Following the training phase, we proceeded to evaluate the performance of both models on a validation dataset. During this evaluation, we measured the loss incurred by each model when tasked with discerning between human-generated and machine-generated sentences. This evaluation process was crucial for assessing the efficacy and generalization capabilities of the trained models in accurately distinguishing between the two types of sentences.

B. Results

The results are in form of graphs in Figure 2

We noted a consistent pattern across both sets of models – those trained on human-generated sentences and those trained on machine-generated sentences.

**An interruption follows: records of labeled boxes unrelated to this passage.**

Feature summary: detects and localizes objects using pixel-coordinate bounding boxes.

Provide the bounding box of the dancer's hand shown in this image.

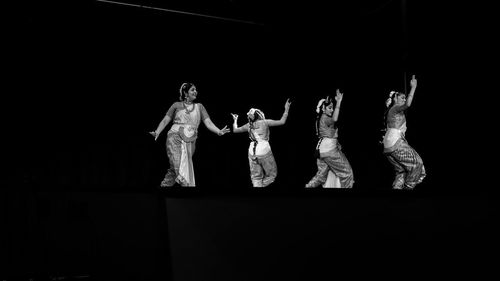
[335,89,344,102]
[285,98,292,113]
[218,125,231,136]
[149,131,158,141]
[410,74,417,88]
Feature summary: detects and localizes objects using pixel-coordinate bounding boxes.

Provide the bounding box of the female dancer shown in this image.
[231,99,291,187]
[150,83,229,187]
[306,89,354,188]
[383,75,426,189]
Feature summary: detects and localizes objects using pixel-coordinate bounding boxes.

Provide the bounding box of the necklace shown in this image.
[182,102,195,114]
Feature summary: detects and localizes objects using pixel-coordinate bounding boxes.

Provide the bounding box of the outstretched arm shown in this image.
[266,99,292,127]
[231,113,248,133]
[149,114,171,140]
[406,74,417,107]
[203,118,229,136]
[333,89,344,122]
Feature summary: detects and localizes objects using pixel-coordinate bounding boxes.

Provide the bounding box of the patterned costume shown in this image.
[161,102,209,187]
[248,120,278,187]
[383,104,426,189]
[307,114,354,188]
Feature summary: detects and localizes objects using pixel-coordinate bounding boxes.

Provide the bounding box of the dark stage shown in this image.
[0,0,492,281]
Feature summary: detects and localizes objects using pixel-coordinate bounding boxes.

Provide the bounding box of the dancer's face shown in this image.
[394,94,406,105]
[324,103,333,116]
[186,86,198,101]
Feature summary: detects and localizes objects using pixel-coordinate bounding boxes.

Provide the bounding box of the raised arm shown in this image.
[266,99,292,127]
[332,89,344,122]
[149,114,171,140]
[406,74,417,107]
[203,118,229,136]
[231,113,252,133]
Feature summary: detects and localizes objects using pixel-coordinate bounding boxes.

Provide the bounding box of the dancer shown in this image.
[383,75,426,189]
[231,99,291,187]
[150,83,229,187]
[305,89,354,188]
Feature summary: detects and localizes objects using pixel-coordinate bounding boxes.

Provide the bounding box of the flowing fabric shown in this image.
[248,120,278,187]
[307,138,354,188]
[323,171,342,188]
[161,104,201,187]
[383,105,426,189]
[385,138,426,189]
[306,114,354,188]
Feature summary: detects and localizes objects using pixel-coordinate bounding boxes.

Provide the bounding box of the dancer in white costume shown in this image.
[305,89,354,188]
[150,83,230,187]
[231,99,291,187]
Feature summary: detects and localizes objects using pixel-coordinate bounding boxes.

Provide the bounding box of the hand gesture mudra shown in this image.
[218,125,230,136]
[149,131,159,141]
[285,98,292,112]
[335,89,344,102]
[410,74,417,88]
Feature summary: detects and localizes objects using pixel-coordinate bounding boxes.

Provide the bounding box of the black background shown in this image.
[3,1,487,191]
[0,0,498,280]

Specifically, we observed that the losses incurred by human-generated sentences on the validation set exhibited a wider distribution with higher variance, while the losses associated with machine-generated sentences displayed a narrower distribution with lesser variance.

This observation leads to a compelling inference regarding the predictive nature of the model losses for each type of data. The wider distribution and higher variance in losses for human-generated sentences suggest a greater level of unpredictability associated with these sentences. In contrast, the narrower distribution and lesser variance in losses for machine-generated sentences indicate a higher level of predictiveness in the model’s performance on these sentences.

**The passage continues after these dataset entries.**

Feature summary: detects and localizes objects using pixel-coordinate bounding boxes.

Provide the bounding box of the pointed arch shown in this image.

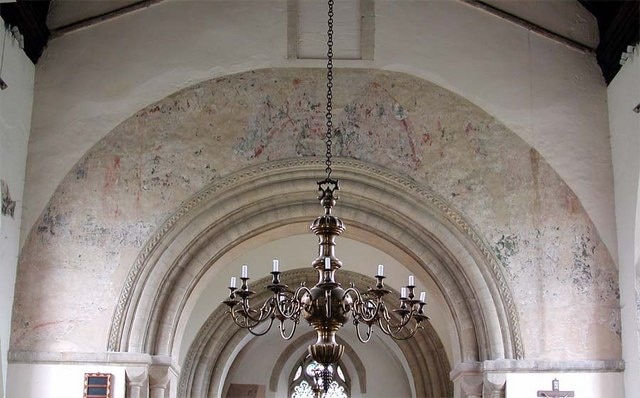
[108,158,524,372]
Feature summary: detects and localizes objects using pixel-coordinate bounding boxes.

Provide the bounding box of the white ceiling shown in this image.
[47,0,598,49]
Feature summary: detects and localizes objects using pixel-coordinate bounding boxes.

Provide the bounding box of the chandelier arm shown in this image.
[275,296,302,322]
[247,316,275,336]
[279,318,298,340]
[378,308,423,340]
[230,308,260,329]
[353,319,373,343]
[235,297,275,325]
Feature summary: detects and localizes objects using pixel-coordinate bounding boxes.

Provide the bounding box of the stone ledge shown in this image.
[8,351,180,370]
[450,359,624,380]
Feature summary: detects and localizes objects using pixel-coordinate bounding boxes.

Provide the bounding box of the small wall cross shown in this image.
[538,379,575,398]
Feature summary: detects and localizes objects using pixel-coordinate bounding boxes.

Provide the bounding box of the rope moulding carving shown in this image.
[107,158,524,359]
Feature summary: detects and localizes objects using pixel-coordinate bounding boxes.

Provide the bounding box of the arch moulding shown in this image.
[107,158,524,372]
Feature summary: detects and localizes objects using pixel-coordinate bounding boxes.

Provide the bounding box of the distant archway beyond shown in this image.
[108,158,524,392]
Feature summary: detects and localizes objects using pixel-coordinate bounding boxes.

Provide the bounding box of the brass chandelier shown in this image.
[223,0,429,391]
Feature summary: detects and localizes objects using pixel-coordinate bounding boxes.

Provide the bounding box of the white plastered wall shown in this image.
[22,0,616,258]
[608,42,640,396]
[0,19,34,397]
[8,0,620,391]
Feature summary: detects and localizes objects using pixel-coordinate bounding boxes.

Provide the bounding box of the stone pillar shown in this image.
[125,366,149,398]
[482,373,507,398]
[451,363,483,398]
[149,365,178,398]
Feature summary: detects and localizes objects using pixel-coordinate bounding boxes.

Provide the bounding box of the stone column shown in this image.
[149,365,178,398]
[482,373,507,398]
[125,366,149,398]
[451,363,483,398]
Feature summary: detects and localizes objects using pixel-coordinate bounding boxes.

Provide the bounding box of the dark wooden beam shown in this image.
[0,0,50,64]
[579,0,640,84]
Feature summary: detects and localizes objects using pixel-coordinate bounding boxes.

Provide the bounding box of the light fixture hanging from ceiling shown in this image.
[223,0,429,389]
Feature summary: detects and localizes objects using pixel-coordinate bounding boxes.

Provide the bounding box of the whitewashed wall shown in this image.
[0,19,34,397]
[8,0,624,396]
[608,46,640,398]
[21,0,617,258]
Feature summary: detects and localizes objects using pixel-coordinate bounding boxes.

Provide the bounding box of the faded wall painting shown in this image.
[11,69,620,360]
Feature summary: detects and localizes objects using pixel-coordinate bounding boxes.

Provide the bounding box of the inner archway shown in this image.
[110,159,523,394]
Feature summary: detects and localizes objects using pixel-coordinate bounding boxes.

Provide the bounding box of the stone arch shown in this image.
[178,268,453,397]
[108,158,524,362]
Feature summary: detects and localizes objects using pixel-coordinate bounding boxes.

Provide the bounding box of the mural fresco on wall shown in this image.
[12,69,620,359]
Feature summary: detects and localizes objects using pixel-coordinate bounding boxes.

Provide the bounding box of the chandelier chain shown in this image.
[325,0,333,180]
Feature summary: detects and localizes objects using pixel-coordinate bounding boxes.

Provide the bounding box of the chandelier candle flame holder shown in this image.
[223,0,429,392]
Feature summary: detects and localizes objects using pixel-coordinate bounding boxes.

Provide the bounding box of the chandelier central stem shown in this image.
[223,0,428,393]
[325,0,333,180]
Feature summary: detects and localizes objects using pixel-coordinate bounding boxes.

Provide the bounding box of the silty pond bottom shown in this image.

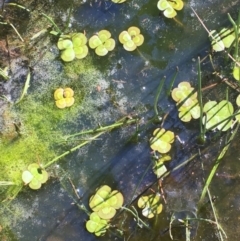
[0,0,240,241]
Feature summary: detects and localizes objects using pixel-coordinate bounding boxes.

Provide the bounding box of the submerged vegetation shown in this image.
[0,0,240,240]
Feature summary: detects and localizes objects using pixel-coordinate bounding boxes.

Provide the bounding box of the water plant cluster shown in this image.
[1,0,240,240]
[57,33,88,62]
[209,14,240,81]
[157,0,184,18]
[57,26,144,62]
[54,87,74,109]
[86,185,124,236]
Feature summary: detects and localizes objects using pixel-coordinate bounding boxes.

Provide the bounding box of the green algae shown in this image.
[0,52,102,200]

This finding sheds light on the inherent characteristics of human-generated versus machine-generated sentences, particularly regarding their predictability when processed by the trained models. Such insights are crucial for understanding the intricacies of model behavior and the challenges posed by different types of data in natural language processing tasks.